そしていかなる理由があろうと、怜士さんの代わりに皆さんに頭を下げたい気分になる。

そして、『クリスチーヌとマルクの物語』についてどのような話をしていたのかとても気になるが、それは聞かないことにしておいた。

ここまで怜士さんの悪行を聞いておいて、「だけどいい人です」なんて言えるはずもなく、

「大変だったんですね」

無難な返事を返してしまった。

女性社員は心底私を心配している顔で言う。


「だから、今はなぜか副社長の機嫌がいいですが、菊川さんが心配です。

副社長の気が変わったら、菊川さんもきっと精神を病んでしまう……」


怜士さんがそこまで嫌われているのに胸を痛めるとともに、嫌われても仕方ないと思わずにはいられない。

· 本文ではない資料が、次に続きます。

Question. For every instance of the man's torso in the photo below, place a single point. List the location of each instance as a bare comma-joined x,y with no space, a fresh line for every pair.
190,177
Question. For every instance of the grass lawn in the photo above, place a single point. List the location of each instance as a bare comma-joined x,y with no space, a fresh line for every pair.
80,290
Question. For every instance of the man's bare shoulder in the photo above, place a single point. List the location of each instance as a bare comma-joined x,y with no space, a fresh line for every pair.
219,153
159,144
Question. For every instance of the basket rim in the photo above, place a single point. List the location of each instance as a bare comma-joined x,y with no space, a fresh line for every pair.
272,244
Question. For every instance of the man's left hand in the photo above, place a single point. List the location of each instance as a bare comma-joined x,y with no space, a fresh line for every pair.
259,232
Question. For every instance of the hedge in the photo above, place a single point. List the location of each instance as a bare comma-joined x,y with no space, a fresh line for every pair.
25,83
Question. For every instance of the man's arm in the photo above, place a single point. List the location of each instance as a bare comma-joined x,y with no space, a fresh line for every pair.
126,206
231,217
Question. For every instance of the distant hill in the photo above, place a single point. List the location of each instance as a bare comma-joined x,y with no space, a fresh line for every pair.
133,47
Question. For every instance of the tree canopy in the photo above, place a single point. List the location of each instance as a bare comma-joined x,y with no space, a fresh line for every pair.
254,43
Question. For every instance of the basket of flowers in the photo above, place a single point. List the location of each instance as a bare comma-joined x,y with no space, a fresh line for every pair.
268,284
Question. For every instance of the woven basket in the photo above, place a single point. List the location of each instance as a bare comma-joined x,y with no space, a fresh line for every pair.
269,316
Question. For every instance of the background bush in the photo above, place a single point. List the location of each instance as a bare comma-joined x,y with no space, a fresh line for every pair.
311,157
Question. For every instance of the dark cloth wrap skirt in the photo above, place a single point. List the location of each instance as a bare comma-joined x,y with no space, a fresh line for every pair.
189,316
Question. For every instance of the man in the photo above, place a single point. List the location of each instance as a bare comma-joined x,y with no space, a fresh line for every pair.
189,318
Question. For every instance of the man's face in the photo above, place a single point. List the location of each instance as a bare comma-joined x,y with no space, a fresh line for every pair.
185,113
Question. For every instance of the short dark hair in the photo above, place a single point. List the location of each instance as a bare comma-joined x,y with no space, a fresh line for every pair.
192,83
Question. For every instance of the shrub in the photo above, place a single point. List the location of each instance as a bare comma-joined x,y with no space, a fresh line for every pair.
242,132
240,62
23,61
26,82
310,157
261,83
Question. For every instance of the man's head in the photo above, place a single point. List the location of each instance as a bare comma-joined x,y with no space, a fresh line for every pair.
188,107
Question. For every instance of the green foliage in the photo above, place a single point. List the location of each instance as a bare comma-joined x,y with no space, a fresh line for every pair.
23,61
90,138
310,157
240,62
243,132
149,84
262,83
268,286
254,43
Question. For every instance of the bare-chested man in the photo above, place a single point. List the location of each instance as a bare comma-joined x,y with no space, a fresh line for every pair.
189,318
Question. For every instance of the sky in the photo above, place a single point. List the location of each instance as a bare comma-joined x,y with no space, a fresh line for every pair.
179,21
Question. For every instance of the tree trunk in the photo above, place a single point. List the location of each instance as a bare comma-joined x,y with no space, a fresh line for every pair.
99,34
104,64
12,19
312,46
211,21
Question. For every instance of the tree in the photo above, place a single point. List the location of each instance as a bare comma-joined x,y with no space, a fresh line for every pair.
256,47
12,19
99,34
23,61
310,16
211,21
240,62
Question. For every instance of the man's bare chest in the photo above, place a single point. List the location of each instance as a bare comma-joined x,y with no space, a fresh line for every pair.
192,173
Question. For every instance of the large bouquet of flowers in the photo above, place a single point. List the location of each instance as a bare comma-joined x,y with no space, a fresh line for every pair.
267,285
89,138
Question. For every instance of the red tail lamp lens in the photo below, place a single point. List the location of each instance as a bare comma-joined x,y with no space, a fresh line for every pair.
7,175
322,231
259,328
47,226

だけど生憎、私は怜士さんにやられるつもりはないし……

何となく分かっている。怜士さんは、ずっと私にだけ特別扱いをすることを。

マルクはこんな悪人ではなかった、なんて怜士さんに言ってやりたいが、言う勇気はない。

だって、その事実を告げると、怜士さんとの関係が変わってしまいそうだから。

……いよいよ私をクリスチーヌとして扱い始めそうだから。